Your baby looked so big when he was born (compared to kittens), how big was he?

He was 5 ft 9 in and weighed almost 150 lbs. He is now 4 months old and is 8 ft tall and weighs 300 lbs. He is a fast growing boy.

What do baby giraffes eat? Does he get treats from the humans? 

Giraffe calves nurse from their moms, but they also sample the hay and feed that the adults eat. Tajiri is starting to take carrots from the humans who come to visit. They make such a fuss over him.

How does he get along with the vet and other humans he sees regularly?

He is learning the right way to behave around humans. He does sometimes act out though, and Allysa has had to scoot out of the way. She is so patient and loves us. She works with Tajiri daily, teaching him to move where she wants him to go and to tolerate human touch.

What types of things do giraffe moms teach their children?

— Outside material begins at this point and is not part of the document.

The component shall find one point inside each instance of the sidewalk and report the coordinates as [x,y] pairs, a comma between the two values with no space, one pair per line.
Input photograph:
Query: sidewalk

Since we are in the care of humans our job is made easy. We do most things by instinct though. Humans say we have a VERY short attention span so we are always learning and exploring our habitat. Food is our biggest motivation….we love romaine lettuce and carrots.

Do you like showing him off to the humans?

I don’t mind sharing the limelight with him. I trust my humans so I let them in with us right away. He is famous now so Oliver, his Daddy, and I accept that he will get as much attention as we do. He is just so darned cute.

Would you like to have another baby?

I wouldn’t mind having more babies. I’m only 14 and in the care of my humans I could live til my mid 20s or more. Jordan said I had an easy time and am a good mom, so maybe there will be more….stay tuned…it will probably be Giraffe watch 2020…

Is there anything you would like to add?

I guess I don’t understand all the excitement I caused, but I am very glad it has done so much for the Park. All of the attention it has brought to the conservation of Giraffes has been great too.